Duboisia.—D. myoporoides R. Br. (fam. Solanaceae) is a tall, glabrous shrub or small tree, which is a native of Australia, New South Wales, New Caledonia, and Queensland. The medicinal properties of this plant were made known by Baron von Mueller, who received the leaves from J. Bancroft. The alkaloid duboisine was discovered in the leaves by A. W. Gerrard. (P. J., viii, 787). For his method, see 16th ed., U. S. D.; also, for an account of the chemical and medicinal properties of this alkaloid, and its relations to atropine, see Belladonna.

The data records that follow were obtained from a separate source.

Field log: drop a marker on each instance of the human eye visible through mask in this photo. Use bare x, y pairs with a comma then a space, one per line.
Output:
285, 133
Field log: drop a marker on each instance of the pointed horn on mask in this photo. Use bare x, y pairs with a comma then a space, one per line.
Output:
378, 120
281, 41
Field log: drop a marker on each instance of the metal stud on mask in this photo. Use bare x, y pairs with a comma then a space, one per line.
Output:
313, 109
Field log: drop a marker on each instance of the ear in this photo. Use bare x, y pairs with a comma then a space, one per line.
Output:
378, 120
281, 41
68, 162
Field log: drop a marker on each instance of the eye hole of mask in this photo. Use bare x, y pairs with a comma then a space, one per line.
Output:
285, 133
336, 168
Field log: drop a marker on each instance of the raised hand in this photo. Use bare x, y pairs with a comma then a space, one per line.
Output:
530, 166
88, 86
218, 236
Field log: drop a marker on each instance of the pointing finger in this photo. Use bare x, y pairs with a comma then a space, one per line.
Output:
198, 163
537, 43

According to the researches of Jos. Lanterer (L. L., 1896), the old leaves and twigs of Duboisia myoporoides, contain hyoscyamine, the fresh young leaves scopolamine, the dried leaves being stronger than are belladonna leaves, and yielding 0.97 per cent. of alkaloid. Duboisia Leichhardtii F. v. Muell. is said to be still richer in alkaloid, which is chiefly amorphous scopolamine; while the leaves of Datura arborea L. (Brugmansia arborea Steud.) and of D. cornigera Hooker (Brugmansia Knightii Hort.), natives of South America, acclimatized in Queensland, contain a mixture of hyoscyamine and atropine.

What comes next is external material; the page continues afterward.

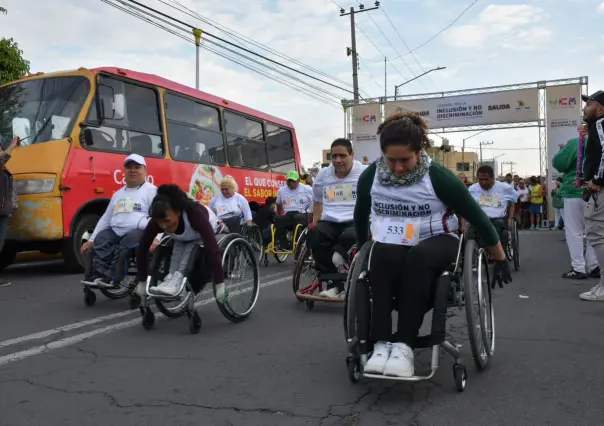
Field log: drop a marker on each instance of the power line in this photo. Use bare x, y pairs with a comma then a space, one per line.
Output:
239, 47
318, 96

D. Hopwoodii F. v. Muell., pitury plant, is the source of pituri, a narcotic stimulant largely used by the natives of Central Australia. The drug itself is a fine powder, composed of the leaves and twigs which are gathered during the month of August, while the flower is in bloom, and are put up in various forms of circular mats about 7.5 cm. in diameter. The natives smoke and chew pituri, and it is alleged to have a powerfully stimulating effect, assuaging hunger, and enabling those who are its devotees to perform much labor and go long journeys with but little food. Pituri yielded to A. W. Gerrard minute quantities of an alkaloid which he believed to be identical with nicotine, but Liversidge has shown that the liquid, acrid alkaloid, piturine, C12H16N2, is distinct from nicotine. (Proc. Roy. Soc. N. S. W., 1880.) Pituri contains from 1 to 2 ½ per cent. of the alkaloid.